VianeiRother commented 3 years ago

Hello Gabriel

I had to reduce the size of the file to be able to follow the procedure, but it´s going through now. Question although. In the command "all.rf.pairwise$pairwise$900-4000", looking for recombination fraction between a particular pair of markers, I got the result of "Nule". And the next command "plot(all.rf.pairwise, first.mrk = 900, second.mrk = 4000)" I got an error: The requested combination of markers is not included in the two-point object. This means that I just haven´t recombination between these two markers or is there something wrong with my commands?

Cheers

gabrielgesteira commented 3 years ago

Hello Vianei,

This means that at least one of the markers you are trying to see is not present in the sequence. You can check which markers are present in the sequence by running all.rf.pairwise$seq.num. Then, change 900-4000 for any other combination between the available markers, and you will see their recombination fraction.

Best regards,

VianeiRother commented 3 years ago

Hello Gabriel I am having some trouble building the LOD Score matrices. Could it have something to do with the fact that I am working with just 5000 markers? I got the following erros:

id<-get_genomic_order(seq.init) Error in get_genomic_order(seq.init) : No sequence or sequence position information found. s.o <- make_seq_mappoly(id) Error in make_seq_mappoly(id) : id is not an object of class 'mappoly.data', 'mappoly.map', 'mappoly.chitest.seq', 'mappoly.unique.seq', 'mappoly.pcmap', 'mappoly.pcmap3d', 'mappoly.geno.ord', or 'mappoly.group' plot(mat, ord = s.o$seq.mrk.names, fact = 5) Error in plot.mappoly.rf.matrix(mat, ord = s.o$seq.mrk.names, fact = 5) : 's.o' object not found

VianeiRother commented 3 years ago

Those are my commands so far:

library(mappoly) data = read.csv("dados_r.csv", h=T, sep="") write.csv(data, file="dados_r_fix.csv", quote=F, row.names=F) my_data = read_geno_csv("dados_r_fix.csv", ploidy=2) print(my_data, detailed = TRUE) plot(my_data) plot_mrk_info(input.data = my_data, mrk = 500) print_mrk(my_data, mrks = 'solcap_snp_c2_1419') dat <- filter_missing(input.data = my_data, type = "marker", filter.thres = 0.05, inter = TRUE) dat <- filter_missing(input.data = my_data, type = "individual", filter.thres = 0.1, inter = TRUE) print(dat) pval.bonf <- 0.05/dat$n.mrk mrks.chi.filt <- filter_segregation(my_data, chisq.pval.thres = pval.bonf, inter = TRUE) seq.init <- make_seq_mappoly(mrks.chi.filt) plot(seq.init) n.cores = parallel::detectCores() - 1 all.rf.pairwise <- est_pairwise_rf(input.seq = seq.init, ncpus = n.cores) all.rf.pairwise all.rf.pairwise$seq.num all.rf.pairwise$pairwise$66-822 plot(all.rf.pairwise, first.mrk = 66, second.mrk = 822)

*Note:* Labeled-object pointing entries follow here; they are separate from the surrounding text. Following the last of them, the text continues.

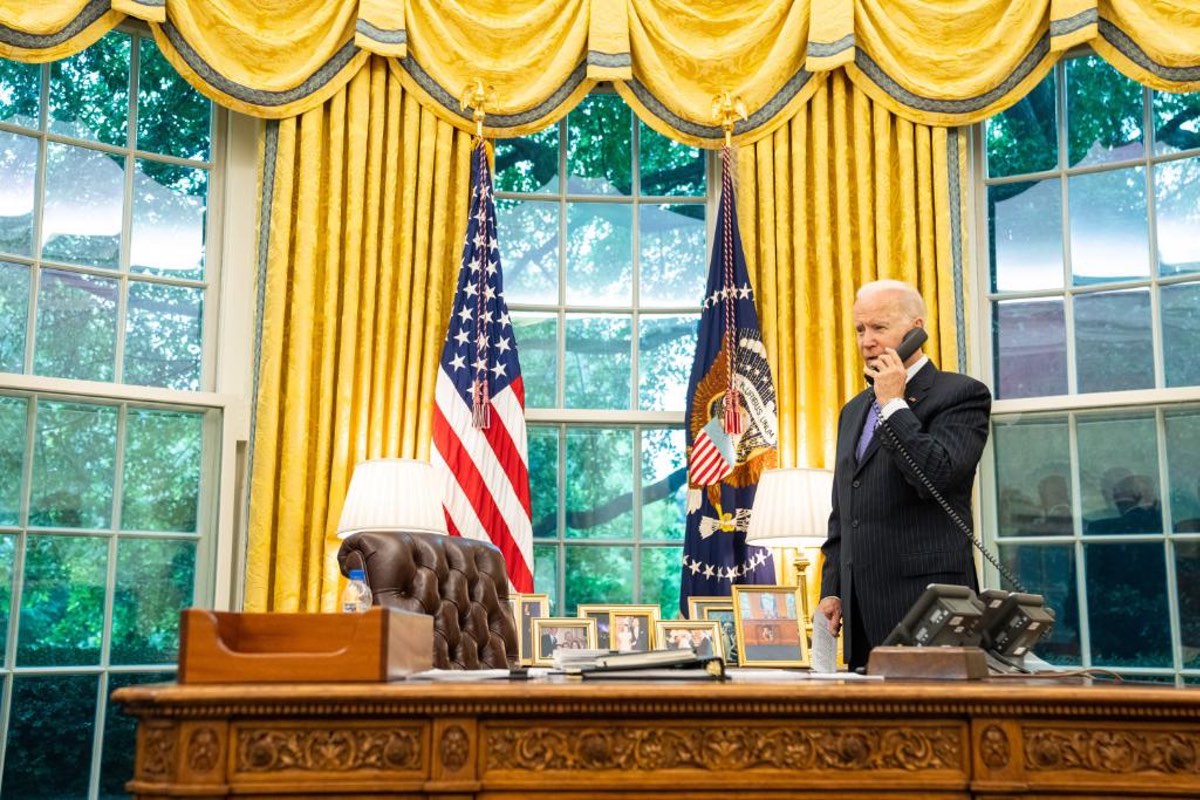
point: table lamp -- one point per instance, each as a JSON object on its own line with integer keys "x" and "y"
{"x": 791, "y": 509}
{"x": 393, "y": 494}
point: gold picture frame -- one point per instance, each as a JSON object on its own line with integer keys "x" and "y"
{"x": 553, "y": 632}
{"x": 723, "y": 614}
{"x": 526, "y": 606}
{"x": 603, "y": 615}
{"x": 636, "y": 624}
{"x": 769, "y": 629}
{"x": 705, "y": 636}
{"x": 631, "y": 627}
{"x": 699, "y": 603}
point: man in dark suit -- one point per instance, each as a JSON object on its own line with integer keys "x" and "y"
{"x": 888, "y": 536}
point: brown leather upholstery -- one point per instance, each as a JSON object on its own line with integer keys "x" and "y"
{"x": 459, "y": 582}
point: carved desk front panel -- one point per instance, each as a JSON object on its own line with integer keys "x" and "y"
{"x": 628, "y": 739}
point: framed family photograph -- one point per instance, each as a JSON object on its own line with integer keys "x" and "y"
{"x": 631, "y": 627}
{"x": 679, "y": 633}
{"x": 724, "y": 618}
{"x": 529, "y": 607}
{"x": 551, "y": 633}
{"x": 697, "y": 605}
{"x": 601, "y": 614}
{"x": 769, "y": 629}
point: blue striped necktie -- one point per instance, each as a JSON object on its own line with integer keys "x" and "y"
{"x": 873, "y": 420}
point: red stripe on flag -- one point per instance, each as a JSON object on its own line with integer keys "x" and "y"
{"x": 509, "y": 456}
{"x": 479, "y": 495}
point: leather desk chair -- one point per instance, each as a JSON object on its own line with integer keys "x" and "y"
{"x": 460, "y": 582}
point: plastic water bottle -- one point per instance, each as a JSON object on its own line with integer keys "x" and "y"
{"x": 357, "y": 595}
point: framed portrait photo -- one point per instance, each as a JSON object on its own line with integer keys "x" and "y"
{"x": 529, "y": 607}
{"x": 702, "y": 636}
{"x": 603, "y": 615}
{"x": 723, "y": 614}
{"x": 699, "y": 603}
{"x": 551, "y": 633}
{"x": 769, "y": 629}
{"x": 631, "y": 627}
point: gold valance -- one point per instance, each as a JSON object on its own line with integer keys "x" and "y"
{"x": 934, "y": 64}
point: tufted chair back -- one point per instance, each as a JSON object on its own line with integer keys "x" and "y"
{"x": 460, "y": 582}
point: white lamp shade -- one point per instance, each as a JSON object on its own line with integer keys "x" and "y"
{"x": 791, "y": 507}
{"x": 393, "y": 494}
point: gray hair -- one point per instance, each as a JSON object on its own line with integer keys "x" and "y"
{"x": 907, "y": 298}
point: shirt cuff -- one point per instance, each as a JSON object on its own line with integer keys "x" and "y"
{"x": 892, "y": 407}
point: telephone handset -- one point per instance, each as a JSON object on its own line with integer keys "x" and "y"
{"x": 909, "y": 344}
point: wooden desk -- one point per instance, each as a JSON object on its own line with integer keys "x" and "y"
{"x": 637, "y": 740}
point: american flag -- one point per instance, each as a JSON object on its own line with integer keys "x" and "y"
{"x": 732, "y": 429}
{"x": 479, "y": 432}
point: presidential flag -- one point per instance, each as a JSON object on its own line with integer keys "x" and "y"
{"x": 732, "y": 423}
{"x": 479, "y": 431}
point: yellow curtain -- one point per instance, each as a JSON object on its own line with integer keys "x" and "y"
{"x": 365, "y": 202}
{"x": 48, "y": 31}
{"x": 687, "y": 52}
{"x": 934, "y": 64}
{"x": 844, "y": 193}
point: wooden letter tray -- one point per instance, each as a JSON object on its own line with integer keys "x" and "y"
{"x": 376, "y": 645}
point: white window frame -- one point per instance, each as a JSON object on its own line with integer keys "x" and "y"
{"x": 564, "y": 419}
{"x": 226, "y": 379}
{"x": 1075, "y": 405}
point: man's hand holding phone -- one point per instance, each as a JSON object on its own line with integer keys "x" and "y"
{"x": 888, "y": 374}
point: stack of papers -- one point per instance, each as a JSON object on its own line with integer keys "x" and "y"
{"x": 575, "y": 660}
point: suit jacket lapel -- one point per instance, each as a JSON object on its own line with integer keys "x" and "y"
{"x": 915, "y": 391}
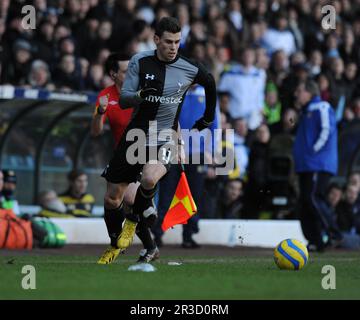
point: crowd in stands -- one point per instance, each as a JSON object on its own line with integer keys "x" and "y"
{"x": 257, "y": 50}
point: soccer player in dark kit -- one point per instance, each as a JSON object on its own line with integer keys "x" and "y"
{"x": 155, "y": 85}
{"x": 107, "y": 108}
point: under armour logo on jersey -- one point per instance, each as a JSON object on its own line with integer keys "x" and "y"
{"x": 180, "y": 86}
{"x": 150, "y": 76}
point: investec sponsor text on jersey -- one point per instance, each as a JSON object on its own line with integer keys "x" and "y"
{"x": 168, "y": 100}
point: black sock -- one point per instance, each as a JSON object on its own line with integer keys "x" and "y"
{"x": 143, "y": 200}
{"x": 143, "y": 232}
{"x": 113, "y": 220}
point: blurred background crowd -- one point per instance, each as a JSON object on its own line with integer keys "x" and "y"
{"x": 257, "y": 50}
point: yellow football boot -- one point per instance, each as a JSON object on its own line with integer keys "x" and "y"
{"x": 109, "y": 255}
{"x": 127, "y": 234}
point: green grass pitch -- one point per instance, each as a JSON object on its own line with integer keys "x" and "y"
{"x": 239, "y": 277}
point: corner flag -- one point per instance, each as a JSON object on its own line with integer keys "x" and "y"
{"x": 182, "y": 206}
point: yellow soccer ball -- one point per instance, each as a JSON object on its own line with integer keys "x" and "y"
{"x": 291, "y": 254}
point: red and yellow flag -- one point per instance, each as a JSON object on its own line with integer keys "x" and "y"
{"x": 182, "y": 206}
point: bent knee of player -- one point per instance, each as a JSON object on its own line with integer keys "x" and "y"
{"x": 111, "y": 201}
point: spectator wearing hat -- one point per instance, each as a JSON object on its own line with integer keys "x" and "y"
{"x": 280, "y": 37}
{"x": 76, "y": 199}
{"x": 246, "y": 85}
{"x": 8, "y": 192}
{"x": 272, "y": 108}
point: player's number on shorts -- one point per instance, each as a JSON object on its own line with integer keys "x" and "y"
{"x": 166, "y": 154}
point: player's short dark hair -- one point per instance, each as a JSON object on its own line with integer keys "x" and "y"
{"x": 168, "y": 24}
{"x": 112, "y": 62}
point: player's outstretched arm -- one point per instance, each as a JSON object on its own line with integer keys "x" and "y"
{"x": 206, "y": 79}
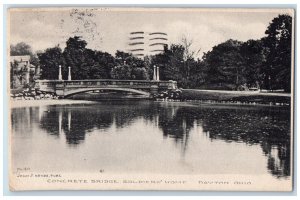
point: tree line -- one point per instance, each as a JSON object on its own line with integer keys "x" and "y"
{"x": 231, "y": 65}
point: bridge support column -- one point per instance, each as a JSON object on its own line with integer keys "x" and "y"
{"x": 154, "y": 89}
{"x": 59, "y": 73}
{"x": 154, "y": 73}
{"x": 157, "y": 75}
{"x": 69, "y": 74}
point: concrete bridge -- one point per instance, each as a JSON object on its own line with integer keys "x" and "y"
{"x": 65, "y": 88}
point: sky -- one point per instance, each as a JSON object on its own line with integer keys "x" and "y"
{"x": 107, "y": 29}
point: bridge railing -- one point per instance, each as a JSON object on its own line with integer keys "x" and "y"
{"x": 106, "y": 82}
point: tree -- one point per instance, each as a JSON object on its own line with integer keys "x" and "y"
{"x": 225, "y": 65}
{"x": 278, "y": 44}
{"x": 253, "y": 55}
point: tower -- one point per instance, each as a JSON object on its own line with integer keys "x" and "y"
{"x": 147, "y": 43}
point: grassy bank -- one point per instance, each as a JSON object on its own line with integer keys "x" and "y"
{"x": 236, "y": 96}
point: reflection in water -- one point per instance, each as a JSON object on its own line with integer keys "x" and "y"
{"x": 268, "y": 127}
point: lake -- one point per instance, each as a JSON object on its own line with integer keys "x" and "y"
{"x": 126, "y": 137}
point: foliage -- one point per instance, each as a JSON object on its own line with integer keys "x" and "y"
{"x": 278, "y": 50}
{"x": 233, "y": 64}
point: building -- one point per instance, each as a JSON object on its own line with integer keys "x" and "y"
{"x": 147, "y": 43}
{"x": 23, "y": 72}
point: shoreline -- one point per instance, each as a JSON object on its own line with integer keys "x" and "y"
{"x": 30, "y": 103}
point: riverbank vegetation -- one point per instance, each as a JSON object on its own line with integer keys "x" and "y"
{"x": 231, "y": 65}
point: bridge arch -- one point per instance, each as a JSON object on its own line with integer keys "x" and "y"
{"x": 68, "y": 93}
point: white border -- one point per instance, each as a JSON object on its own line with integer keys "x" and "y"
{"x": 165, "y": 3}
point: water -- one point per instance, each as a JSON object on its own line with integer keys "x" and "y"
{"x": 153, "y": 137}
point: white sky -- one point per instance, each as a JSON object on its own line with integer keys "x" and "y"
{"x": 108, "y": 29}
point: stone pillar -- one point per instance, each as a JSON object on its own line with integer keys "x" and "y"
{"x": 59, "y": 73}
{"x": 157, "y": 76}
{"x": 69, "y": 120}
{"x": 154, "y": 73}
{"x": 60, "y": 122}
{"x": 27, "y": 73}
{"x": 37, "y": 70}
{"x": 69, "y": 74}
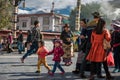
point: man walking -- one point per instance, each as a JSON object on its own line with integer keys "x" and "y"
{"x": 36, "y": 37}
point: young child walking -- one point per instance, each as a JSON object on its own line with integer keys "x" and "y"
{"x": 42, "y": 52}
{"x": 57, "y": 53}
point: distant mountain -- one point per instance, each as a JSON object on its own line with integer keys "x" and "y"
{"x": 115, "y": 3}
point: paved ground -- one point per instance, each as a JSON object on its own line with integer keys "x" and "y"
{"x": 12, "y": 69}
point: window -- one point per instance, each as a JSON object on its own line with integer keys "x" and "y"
{"x": 24, "y": 24}
{"x": 46, "y": 21}
{"x": 33, "y": 19}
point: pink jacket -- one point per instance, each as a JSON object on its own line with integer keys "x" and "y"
{"x": 42, "y": 52}
{"x": 58, "y": 52}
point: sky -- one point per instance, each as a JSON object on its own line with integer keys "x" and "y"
{"x": 47, "y": 4}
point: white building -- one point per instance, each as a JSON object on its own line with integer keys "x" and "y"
{"x": 48, "y": 21}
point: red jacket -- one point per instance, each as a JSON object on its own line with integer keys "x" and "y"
{"x": 58, "y": 52}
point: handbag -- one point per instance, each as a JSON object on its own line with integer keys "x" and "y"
{"x": 110, "y": 59}
{"x": 83, "y": 45}
{"x": 106, "y": 44}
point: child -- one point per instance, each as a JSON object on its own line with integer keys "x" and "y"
{"x": 58, "y": 52}
{"x": 42, "y": 52}
{"x": 68, "y": 51}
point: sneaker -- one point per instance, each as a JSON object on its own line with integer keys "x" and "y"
{"x": 115, "y": 70}
{"x": 37, "y": 71}
{"x": 22, "y": 60}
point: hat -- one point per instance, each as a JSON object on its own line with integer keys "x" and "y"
{"x": 116, "y": 23}
{"x": 58, "y": 41}
{"x": 97, "y": 14}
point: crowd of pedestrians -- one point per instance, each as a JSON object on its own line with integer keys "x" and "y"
{"x": 92, "y": 50}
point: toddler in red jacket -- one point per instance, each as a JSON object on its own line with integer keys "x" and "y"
{"x": 57, "y": 54}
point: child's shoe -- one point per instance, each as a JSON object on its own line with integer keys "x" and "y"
{"x": 76, "y": 72}
{"x": 51, "y": 74}
{"x": 22, "y": 60}
{"x": 62, "y": 73}
{"x": 37, "y": 71}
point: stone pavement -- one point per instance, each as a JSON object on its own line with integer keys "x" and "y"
{"x": 11, "y": 68}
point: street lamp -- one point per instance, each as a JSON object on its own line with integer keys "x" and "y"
{"x": 15, "y": 4}
{"x": 77, "y": 21}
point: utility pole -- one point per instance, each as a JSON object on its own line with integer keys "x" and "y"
{"x": 15, "y": 4}
{"x": 77, "y": 21}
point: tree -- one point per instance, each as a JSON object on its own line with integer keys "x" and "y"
{"x": 5, "y": 14}
{"x": 72, "y": 19}
{"x": 86, "y": 10}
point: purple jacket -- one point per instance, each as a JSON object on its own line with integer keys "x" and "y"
{"x": 57, "y": 53}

mat <- rf_list_to_matrix(input.twopt = all.rf.pairwise) id<-get_genomic_order(seq.init) s.o <- make_seq_mappoly(id) plot(mat, ord = s.o$seq.mrk.names, fact = 5)

gabrielgesteira commented 3 years ago

Hello Vianei,

This error is occurring because your dataset doesn't have sequence position information, so you shouldn't use the get_genomic_order function. As the function fails to find this information, everything after it will fail too. You can see the recombination and LOD matrices using the input order by changing the last commands:

mat <- rf_list_to_matrix(input.twopt = all.rf.pairwise)
plot(mat)

If the input order doesn't make sense, you can use the MDS algorithm to reorder the markers:

mat <- rf_list_to_matrix(input.twopt = all.rf.pairwise)
ord <- mds_mappoly(mat)
s.o <- make_seq_mappoly(ord)
plot(mat, ord = s.o$seq.mrk.names)

Best regards,

VianeiRother commented 3 years ago

Hi Gabriel

Right, it worked. In that case, I should probably take away the command: temp1 <- make_seq_mappoly(grs, j, genomic.info = 1), in: z <- as.numeric(colnames(grs$seq.vs.grouped.snp)[1:21]) LGS<-vector("list", 21) for(j in 1:21){ temp1 <- make_seq_mappoly(grs, j, genomic.info = 1) tpt <- make_pairs_mappoly(all.rf.pairwise, input.seq = temp1) temp2 <- rf_snp_filter(input.twopt = tpt, diagnostic.plot = FALSE) lgtemp <- get_genomic_order(temp2) LGS[[z[j]]] <- list(seq = make_seq_mappoly(lgtemp), tpt = tpt, ch = z[j]) } Is that correct?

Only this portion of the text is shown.